Unfortunately, Frank, who is retiring at the end of the year, fails to recognize the realities his party faced at the start of 2009.

With dominant majorities on Capitol Hill and a promising new president in the White House, the Democrats had little choice but to "seize the day" and pass the bill that would become the signature legislative achievement of Obama's first term.

In doing so, however, their Congressional leaders lost their nerve -- failing to realize they and they alone held the upper hand.

Instead of passing a simple and straight-forward single-payer health care law, they decided to further load the deck by offering juicy incentives to Big Pharma and Big Insurance in the form of an additional 19 million new customers.

As a result, they produced a dysfunctional bill of more 2,700 pages weighed down with hundreds of often conflicting requirements -- a veritable "dungeons and dragons" labyrinth where untold dangers lurk behind every turn.

Passage of a single-payer -- already working well in Canada, across much of Europe and in most other advanced countries -- finally would have brought 21st century medical care to the United States.

That would have eliminated the costly tons of paperwork and volumes of confusing rules that now befuddle -- and all too often bankrupt -- Americans in need of quality care delivered in plain Anglo-Saxon English.

Sadly, then Senate Majority Leader Harry Reid, D-Nev., and House Speaker Nancy Pelosi, D-Calif., simply lost their nerve and ignored the advice of such experienced legislators as Reps.
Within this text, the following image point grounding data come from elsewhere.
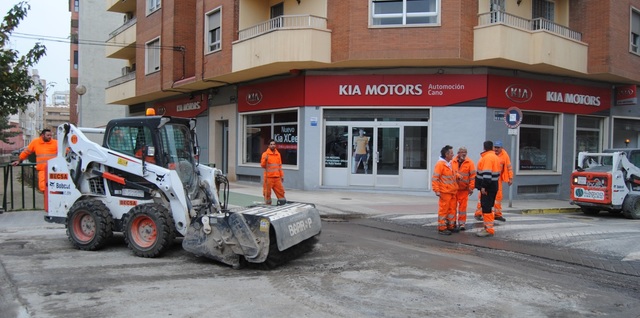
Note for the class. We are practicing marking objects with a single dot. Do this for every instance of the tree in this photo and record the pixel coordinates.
(17, 88)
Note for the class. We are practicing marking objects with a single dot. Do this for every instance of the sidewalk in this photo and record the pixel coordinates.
(345, 204)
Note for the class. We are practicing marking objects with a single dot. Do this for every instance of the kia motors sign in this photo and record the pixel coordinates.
(626, 95)
(513, 117)
(518, 93)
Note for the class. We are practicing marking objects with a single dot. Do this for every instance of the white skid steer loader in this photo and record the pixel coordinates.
(145, 181)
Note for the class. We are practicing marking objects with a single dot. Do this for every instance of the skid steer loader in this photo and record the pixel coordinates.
(145, 181)
(607, 181)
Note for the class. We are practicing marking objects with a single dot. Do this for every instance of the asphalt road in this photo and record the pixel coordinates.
(384, 266)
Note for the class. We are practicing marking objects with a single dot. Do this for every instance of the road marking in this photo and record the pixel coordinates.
(635, 256)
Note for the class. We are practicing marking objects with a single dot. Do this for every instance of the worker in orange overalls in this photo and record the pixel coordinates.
(445, 186)
(273, 175)
(506, 175)
(466, 183)
(487, 178)
(45, 148)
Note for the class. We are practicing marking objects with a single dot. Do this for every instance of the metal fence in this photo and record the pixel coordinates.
(19, 189)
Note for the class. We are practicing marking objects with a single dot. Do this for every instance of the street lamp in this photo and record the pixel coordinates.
(81, 90)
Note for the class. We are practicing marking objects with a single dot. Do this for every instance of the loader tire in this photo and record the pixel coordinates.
(89, 225)
(149, 230)
(631, 207)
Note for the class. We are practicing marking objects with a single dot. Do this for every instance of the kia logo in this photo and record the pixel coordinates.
(254, 97)
(518, 93)
(625, 92)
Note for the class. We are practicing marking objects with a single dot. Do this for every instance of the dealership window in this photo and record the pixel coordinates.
(635, 31)
(405, 12)
(336, 146)
(280, 126)
(415, 147)
(537, 141)
(153, 5)
(588, 136)
(213, 30)
(153, 56)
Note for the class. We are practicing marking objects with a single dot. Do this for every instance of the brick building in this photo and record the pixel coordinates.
(549, 78)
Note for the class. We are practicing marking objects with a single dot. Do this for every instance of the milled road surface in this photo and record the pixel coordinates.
(355, 270)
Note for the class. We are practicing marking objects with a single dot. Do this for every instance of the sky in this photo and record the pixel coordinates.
(48, 22)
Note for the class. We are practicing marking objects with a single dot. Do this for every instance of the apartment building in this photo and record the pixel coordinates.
(90, 70)
(548, 78)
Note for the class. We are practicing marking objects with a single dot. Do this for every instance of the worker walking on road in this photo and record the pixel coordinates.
(506, 175)
(487, 177)
(466, 183)
(273, 175)
(45, 148)
(444, 184)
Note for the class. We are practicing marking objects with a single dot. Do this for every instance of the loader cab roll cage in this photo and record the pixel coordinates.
(165, 140)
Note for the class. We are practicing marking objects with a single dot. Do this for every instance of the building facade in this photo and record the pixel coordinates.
(364, 94)
(90, 70)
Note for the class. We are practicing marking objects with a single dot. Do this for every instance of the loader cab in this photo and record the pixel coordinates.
(165, 141)
(633, 154)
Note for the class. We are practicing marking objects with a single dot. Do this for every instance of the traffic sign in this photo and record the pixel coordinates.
(513, 117)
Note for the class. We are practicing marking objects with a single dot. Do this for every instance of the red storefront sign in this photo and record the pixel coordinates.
(182, 106)
(394, 90)
(423, 90)
(362, 90)
(505, 92)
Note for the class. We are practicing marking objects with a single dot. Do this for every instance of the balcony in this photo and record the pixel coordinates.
(283, 42)
(505, 40)
(122, 41)
(121, 5)
(121, 89)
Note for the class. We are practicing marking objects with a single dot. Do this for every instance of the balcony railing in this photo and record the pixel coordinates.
(123, 27)
(283, 22)
(501, 17)
(122, 79)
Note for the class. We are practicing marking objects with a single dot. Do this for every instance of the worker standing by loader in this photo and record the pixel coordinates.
(273, 175)
(506, 175)
(466, 182)
(445, 186)
(487, 178)
(45, 148)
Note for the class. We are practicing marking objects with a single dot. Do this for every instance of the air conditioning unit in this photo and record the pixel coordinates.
(128, 16)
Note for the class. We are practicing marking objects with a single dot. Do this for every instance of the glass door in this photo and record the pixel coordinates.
(387, 156)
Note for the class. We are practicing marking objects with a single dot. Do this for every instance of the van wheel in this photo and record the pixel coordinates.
(149, 229)
(631, 207)
(89, 225)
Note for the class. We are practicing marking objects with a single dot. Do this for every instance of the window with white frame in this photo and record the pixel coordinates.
(152, 56)
(262, 127)
(588, 136)
(405, 12)
(213, 29)
(635, 31)
(153, 5)
(538, 146)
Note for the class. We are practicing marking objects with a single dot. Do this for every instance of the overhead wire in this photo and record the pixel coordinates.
(84, 41)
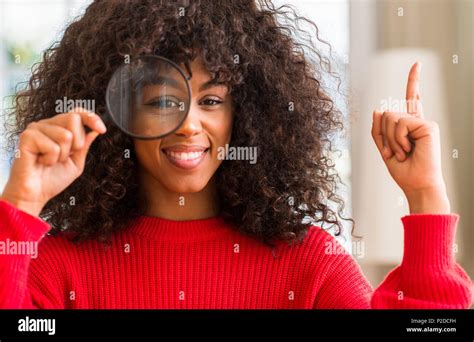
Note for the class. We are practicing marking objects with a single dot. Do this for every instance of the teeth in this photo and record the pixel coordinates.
(184, 155)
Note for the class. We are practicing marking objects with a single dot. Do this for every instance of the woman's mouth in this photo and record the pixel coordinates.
(185, 157)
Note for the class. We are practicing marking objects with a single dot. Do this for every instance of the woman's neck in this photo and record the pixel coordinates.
(161, 202)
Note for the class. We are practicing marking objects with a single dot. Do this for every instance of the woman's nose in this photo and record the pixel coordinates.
(192, 125)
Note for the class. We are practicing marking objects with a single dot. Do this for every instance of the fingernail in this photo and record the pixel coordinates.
(99, 125)
(418, 66)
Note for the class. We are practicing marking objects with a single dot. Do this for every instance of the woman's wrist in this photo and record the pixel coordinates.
(429, 201)
(32, 208)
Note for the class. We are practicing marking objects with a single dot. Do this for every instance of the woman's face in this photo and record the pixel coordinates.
(185, 161)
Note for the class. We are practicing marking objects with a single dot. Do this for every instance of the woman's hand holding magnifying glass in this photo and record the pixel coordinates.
(51, 155)
(410, 147)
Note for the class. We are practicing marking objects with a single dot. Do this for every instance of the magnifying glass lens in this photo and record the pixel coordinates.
(148, 98)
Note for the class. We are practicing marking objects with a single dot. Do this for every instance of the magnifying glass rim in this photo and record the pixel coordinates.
(187, 105)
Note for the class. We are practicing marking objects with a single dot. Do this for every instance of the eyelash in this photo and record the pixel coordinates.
(217, 101)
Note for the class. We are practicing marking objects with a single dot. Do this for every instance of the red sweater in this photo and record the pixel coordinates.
(159, 263)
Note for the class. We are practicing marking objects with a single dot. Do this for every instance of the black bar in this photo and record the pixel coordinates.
(318, 325)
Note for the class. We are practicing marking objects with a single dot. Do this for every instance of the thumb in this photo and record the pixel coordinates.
(79, 156)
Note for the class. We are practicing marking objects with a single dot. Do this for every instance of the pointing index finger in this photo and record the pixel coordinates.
(413, 94)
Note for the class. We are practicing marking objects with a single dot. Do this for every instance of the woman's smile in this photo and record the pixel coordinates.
(187, 157)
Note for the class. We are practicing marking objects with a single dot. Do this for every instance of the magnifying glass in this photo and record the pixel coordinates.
(149, 97)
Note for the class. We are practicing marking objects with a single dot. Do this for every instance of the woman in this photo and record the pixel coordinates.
(183, 228)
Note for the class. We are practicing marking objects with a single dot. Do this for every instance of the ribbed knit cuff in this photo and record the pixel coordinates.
(20, 226)
(429, 240)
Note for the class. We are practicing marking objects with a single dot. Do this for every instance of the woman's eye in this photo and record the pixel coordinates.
(211, 102)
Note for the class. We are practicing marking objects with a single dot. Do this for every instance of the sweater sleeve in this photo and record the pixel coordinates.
(20, 234)
(427, 278)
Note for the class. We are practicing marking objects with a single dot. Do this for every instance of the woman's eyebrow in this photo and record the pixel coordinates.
(211, 83)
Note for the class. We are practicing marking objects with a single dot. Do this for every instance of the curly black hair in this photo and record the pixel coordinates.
(281, 107)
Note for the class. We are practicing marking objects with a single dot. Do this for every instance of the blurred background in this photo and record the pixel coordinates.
(374, 43)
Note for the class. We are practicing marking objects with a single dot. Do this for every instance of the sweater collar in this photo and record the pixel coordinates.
(158, 228)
John Dingell, D-Mich., and Jim McDermott, D-Wash., -- trading principle and practicality for the prospect of campaign contributions from the likes of Pfizer, Humana, Cigna and United Health Care.
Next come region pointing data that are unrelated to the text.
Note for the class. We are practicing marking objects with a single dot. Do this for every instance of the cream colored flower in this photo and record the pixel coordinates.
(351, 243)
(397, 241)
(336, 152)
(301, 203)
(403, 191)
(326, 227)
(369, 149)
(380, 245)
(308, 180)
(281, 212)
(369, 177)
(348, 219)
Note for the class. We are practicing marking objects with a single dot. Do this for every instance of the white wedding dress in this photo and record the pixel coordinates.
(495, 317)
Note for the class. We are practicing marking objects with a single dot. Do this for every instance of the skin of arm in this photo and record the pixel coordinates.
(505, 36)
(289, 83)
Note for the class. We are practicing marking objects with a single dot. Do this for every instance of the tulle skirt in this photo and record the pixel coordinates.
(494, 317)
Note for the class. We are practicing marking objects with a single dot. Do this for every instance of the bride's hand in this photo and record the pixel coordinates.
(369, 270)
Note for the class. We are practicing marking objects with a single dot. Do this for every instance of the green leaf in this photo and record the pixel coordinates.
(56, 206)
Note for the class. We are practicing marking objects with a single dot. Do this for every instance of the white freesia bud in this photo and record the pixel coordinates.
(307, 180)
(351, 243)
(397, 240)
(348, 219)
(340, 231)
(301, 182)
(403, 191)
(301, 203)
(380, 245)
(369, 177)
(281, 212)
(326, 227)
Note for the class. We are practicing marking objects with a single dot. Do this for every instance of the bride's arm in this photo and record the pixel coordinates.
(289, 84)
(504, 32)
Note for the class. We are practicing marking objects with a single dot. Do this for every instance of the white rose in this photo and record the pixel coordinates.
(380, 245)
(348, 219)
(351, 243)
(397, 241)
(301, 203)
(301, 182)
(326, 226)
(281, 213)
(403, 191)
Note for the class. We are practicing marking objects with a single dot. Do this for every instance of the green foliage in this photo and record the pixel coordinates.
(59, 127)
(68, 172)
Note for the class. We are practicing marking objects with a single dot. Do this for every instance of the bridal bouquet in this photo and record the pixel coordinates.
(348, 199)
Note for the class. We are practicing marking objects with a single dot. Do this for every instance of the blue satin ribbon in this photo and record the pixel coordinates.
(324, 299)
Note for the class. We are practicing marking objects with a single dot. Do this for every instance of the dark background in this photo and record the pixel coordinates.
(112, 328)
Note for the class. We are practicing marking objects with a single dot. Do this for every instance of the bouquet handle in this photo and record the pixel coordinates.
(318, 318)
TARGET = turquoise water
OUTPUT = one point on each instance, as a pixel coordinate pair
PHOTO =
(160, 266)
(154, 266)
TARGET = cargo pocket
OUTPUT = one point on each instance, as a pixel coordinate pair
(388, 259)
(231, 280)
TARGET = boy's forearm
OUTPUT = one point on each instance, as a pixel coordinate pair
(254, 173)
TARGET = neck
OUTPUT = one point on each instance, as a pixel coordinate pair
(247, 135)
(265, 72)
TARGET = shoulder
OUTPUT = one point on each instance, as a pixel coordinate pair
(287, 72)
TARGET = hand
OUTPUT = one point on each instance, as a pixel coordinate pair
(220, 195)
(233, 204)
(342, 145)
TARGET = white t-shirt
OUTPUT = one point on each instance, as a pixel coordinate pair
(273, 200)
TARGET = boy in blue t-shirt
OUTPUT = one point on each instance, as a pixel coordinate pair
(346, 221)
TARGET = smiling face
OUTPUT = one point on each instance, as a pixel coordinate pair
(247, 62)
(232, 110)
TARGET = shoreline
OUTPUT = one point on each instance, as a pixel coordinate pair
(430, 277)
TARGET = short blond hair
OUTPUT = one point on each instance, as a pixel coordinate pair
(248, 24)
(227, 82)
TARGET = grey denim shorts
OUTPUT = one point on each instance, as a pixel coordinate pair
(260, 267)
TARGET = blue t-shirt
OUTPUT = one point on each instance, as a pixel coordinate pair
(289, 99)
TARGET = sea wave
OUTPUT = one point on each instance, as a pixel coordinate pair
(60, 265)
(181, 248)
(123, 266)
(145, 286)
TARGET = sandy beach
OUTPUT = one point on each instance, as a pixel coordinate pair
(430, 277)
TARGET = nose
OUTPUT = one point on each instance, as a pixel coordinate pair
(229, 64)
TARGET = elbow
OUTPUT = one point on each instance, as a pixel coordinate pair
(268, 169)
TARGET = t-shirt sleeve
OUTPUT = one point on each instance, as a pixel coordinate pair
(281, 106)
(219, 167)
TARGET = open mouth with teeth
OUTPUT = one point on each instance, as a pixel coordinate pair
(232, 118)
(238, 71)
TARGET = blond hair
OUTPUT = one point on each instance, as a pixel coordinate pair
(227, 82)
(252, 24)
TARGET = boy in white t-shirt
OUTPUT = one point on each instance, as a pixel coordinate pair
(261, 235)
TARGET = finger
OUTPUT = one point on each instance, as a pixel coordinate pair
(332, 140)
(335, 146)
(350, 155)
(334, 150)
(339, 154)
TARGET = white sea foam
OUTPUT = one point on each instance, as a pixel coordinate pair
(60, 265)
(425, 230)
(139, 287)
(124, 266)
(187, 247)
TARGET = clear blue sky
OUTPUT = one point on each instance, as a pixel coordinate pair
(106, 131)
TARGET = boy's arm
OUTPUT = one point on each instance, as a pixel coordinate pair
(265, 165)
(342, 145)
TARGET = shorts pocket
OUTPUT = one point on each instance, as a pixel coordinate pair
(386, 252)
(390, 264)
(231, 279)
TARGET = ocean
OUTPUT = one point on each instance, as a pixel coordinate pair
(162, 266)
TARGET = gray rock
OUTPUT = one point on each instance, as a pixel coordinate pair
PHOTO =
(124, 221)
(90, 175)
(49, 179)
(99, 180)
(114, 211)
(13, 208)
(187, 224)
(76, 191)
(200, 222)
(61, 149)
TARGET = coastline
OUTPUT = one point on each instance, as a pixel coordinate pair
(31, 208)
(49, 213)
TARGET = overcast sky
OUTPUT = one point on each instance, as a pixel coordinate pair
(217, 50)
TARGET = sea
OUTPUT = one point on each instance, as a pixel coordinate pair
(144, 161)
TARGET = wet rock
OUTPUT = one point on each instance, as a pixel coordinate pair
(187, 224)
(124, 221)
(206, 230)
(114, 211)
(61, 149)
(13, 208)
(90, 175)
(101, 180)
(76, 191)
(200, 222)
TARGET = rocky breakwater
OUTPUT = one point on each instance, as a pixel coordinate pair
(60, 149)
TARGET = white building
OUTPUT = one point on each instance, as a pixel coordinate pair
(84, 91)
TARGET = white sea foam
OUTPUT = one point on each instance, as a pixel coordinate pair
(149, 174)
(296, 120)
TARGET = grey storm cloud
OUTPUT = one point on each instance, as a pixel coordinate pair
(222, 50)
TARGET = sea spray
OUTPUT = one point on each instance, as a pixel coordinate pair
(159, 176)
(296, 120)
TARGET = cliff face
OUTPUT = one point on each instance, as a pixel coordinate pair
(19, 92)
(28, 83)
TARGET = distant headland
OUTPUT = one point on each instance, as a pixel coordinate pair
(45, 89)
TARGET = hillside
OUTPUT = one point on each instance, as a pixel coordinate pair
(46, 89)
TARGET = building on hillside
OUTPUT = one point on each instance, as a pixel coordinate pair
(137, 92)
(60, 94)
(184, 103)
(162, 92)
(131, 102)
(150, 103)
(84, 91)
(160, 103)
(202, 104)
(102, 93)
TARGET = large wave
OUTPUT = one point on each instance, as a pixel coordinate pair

Democrats as a whole would have been better off if they had taken the advice of legendary Tammany Hall boss George Washington Plunkitt, and indulged in a little honest graft, once described by Plunkitt as pursuing "the interests of one's party, one's state, and one's personal interests all together."

Still, Barney Frank is blatantly wrong in his assertion that the Democrats should have waited before passing a major health-care reform package.
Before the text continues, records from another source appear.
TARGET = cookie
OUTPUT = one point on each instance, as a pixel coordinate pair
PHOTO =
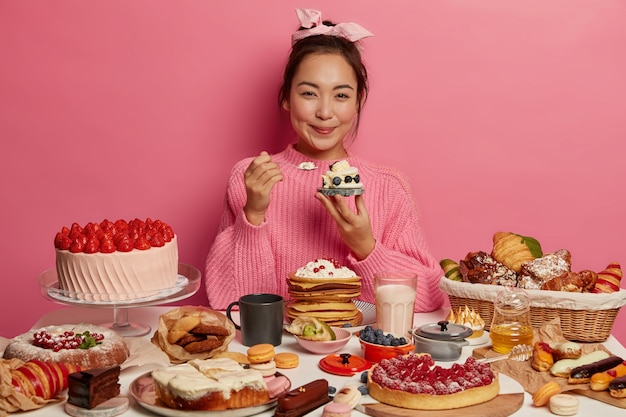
(207, 329)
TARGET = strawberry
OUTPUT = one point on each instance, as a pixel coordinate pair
(62, 241)
(92, 245)
(157, 240)
(77, 246)
(142, 243)
(124, 244)
(107, 245)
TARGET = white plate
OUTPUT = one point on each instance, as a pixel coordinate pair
(58, 294)
(142, 391)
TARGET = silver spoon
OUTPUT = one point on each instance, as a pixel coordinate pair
(519, 353)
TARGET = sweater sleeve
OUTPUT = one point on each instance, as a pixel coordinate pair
(402, 246)
(240, 260)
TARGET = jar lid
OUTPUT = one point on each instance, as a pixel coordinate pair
(444, 330)
(344, 364)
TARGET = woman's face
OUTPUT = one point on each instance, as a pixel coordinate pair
(323, 105)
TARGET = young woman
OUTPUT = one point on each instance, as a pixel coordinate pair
(272, 223)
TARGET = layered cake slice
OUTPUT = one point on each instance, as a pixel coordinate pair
(88, 389)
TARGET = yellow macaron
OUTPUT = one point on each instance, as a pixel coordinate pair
(286, 360)
(263, 352)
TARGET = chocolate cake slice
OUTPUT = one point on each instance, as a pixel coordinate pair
(88, 389)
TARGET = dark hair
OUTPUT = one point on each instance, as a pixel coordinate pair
(326, 44)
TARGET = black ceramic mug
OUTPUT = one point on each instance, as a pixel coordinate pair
(261, 318)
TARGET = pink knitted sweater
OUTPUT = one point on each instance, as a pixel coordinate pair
(247, 259)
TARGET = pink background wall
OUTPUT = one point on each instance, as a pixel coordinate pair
(506, 115)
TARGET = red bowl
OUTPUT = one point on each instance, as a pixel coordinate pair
(376, 353)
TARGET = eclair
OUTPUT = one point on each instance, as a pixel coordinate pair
(582, 374)
(303, 400)
(600, 381)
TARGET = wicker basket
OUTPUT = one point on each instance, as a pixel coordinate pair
(584, 317)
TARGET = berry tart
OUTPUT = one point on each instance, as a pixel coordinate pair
(413, 381)
(342, 179)
(84, 345)
(112, 261)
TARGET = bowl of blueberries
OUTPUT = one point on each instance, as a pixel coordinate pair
(376, 345)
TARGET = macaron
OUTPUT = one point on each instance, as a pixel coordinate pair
(334, 409)
(286, 360)
(277, 386)
(564, 405)
(349, 394)
(265, 368)
(263, 352)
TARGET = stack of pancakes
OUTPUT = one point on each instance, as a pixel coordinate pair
(326, 298)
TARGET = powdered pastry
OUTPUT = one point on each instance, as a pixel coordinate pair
(116, 261)
(101, 347)
(211, 384)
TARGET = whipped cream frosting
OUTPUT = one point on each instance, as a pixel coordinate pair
(324, 268)
(197, 378)
(118, 275)
(341, 175)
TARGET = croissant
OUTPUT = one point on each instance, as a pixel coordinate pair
(42, 379)
(513, 250)
(609, 279)
(583, 281)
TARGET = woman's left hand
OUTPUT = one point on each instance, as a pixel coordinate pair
(355, 228)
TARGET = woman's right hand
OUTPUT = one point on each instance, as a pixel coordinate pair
(260, 177)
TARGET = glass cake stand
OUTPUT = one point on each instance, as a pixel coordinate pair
(187, 284)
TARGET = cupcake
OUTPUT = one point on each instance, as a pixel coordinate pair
(469, 318)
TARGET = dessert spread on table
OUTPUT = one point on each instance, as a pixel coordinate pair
(204, 375)
(110, 261)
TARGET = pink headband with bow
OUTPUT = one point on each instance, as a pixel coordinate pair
(312, 21)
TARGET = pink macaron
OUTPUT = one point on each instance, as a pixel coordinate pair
(335, 409)
(278, 386)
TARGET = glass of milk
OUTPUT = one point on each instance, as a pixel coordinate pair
(395, 298)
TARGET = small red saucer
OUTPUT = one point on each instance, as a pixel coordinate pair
(344, 364)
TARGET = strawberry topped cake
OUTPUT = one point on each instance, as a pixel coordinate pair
(111, 261)
(413, 381)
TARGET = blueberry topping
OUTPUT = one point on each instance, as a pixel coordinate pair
(377, 337)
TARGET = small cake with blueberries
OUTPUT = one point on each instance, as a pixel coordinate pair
(341, 178)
Such legislation was vitally needed at a time when many millions of Americans were without health coverage and many millions more drastically undercovered and vulnerable to continual rounds of soaring costs.

Ironically, the Supreme Court likely would do Democrats a favor at the polls in November, if -- as expected -- they strike down the Affordable Care Act's individual mandate, thus pulling the bottom card from Reid and Pelosi's hastily constructed "house of cards."

If that happens, the progressive forces that now constitute a majority of Democratic congressional candidates could seize the day and run on a platform making "single-payer health care legislation" their top priority.

Such a move would instantly undermine the fear-mongering by "know-nothing" Tea Partiers and could well attract more than a modicum of support from independents, moderate Republicans and even some traditional conservatives, who would like to get the contentious issue off the table and move on with more pressing issues.